Tools are invoked using square brackets.

TOOL_REF = { "[" ~ IDENTIFIER ~ (":" ~ TOOL_ARGS)? ~ "]" }

Tool Arguments

Tools may accept positional arguments, keyword arguments, or both.

TOOL_ARGS = {
    POSITIONAL ~ ("," ~ POSITIONAL)* ~ ("," ~ KEYWORD ~ ("," ~ KEYWORD)*)? |
    KEYWORD ~ ("," ~ KEYWORD)*
}

KEYWORD    = { IDENTIFIER ~ "=" ~ VALUE }
POSITIONAL = { !(IDENTIFIER ~ "=") ~ VALUE }

Positional arguments must appear before keyword arguments.


Values

Tool arguments may be literals, identifiers, or embedded flows.

VALUE = { LITERAL | IDENTIFIER | "(" ~ FLOW ~ ")" }

Flow Values

Flows wrapped in parentheses are parsed as subflows. These allow tools to accept entire pipelines as inputs.

[join:
  df_lt=(left_df),
  df_rt=([input: './data/right.parquet'] | [select: id, name='name'])
]

Literals and Identifiers

LITERAL     = { STRING | NUMBER | BOOLEAN }
STRING      = @{ "'" ~ (!"'" ~ ANY)* ~ "'" }
NUMBER      = @{ "-"? ~ ASCII_DIGIT+ }
BOOLEAN     = { "true" | "false" }

Identifiers and variables share the same lexical form but differ semantically.

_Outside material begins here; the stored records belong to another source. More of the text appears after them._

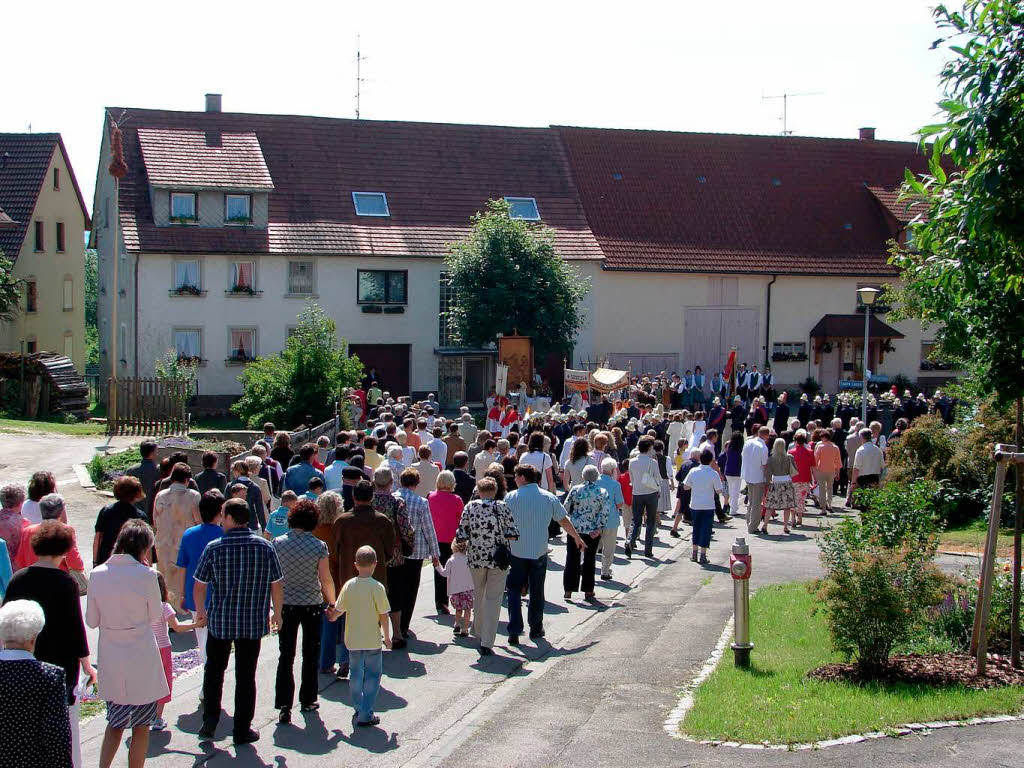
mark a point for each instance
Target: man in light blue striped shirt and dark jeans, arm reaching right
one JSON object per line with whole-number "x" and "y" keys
{"x": 533, "y": 508}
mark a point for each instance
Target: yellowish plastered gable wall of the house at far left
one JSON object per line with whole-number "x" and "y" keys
{"x": 53, "y": 323}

IDENTIFIER  = @{ (ASCII_ALPHANUMERIC | "_")+ }
VARIABLE    = @{ (ASCII_ALPHANUMERIC | "_")+ }

Tools

The following tools are currently available:

  • input — read files into a dataframe
  • output — write dataframes to disk
  • register — register a dataframe as a SQL table
  • schema — produce a dataframe describing schema
  • describe — produce dataset metadata
  • select — select columns using DataFusion expressions
  • filter — filter rows using expressions
  • print — write dataframe to stdout
  • limit — limit number of rows
  • union — union dataframes
  • intersect — intersect dataframes
  • join — join dataframes
  • sort — sort using expressions
  • project — compute new columns from expressions
  • sql — execute SQL against registered tables

Tool arity and semantics are validated during execution graph construction and execution, not during parsing.


Design Notes

  • The grammar enforces syntax only; semantic validation is deferred
  • Variables remain first-class nodes in the execution graph
  • Branching represents fan-out only
  • Fan-in must be modeled explicitly with tools
  • Parenthesized flows enable graph composition without grammar-level grouping constructs

This grammar is intentionally conservative to keep parsing deterministic and error messages readable while allowing expressive dataflow graphs.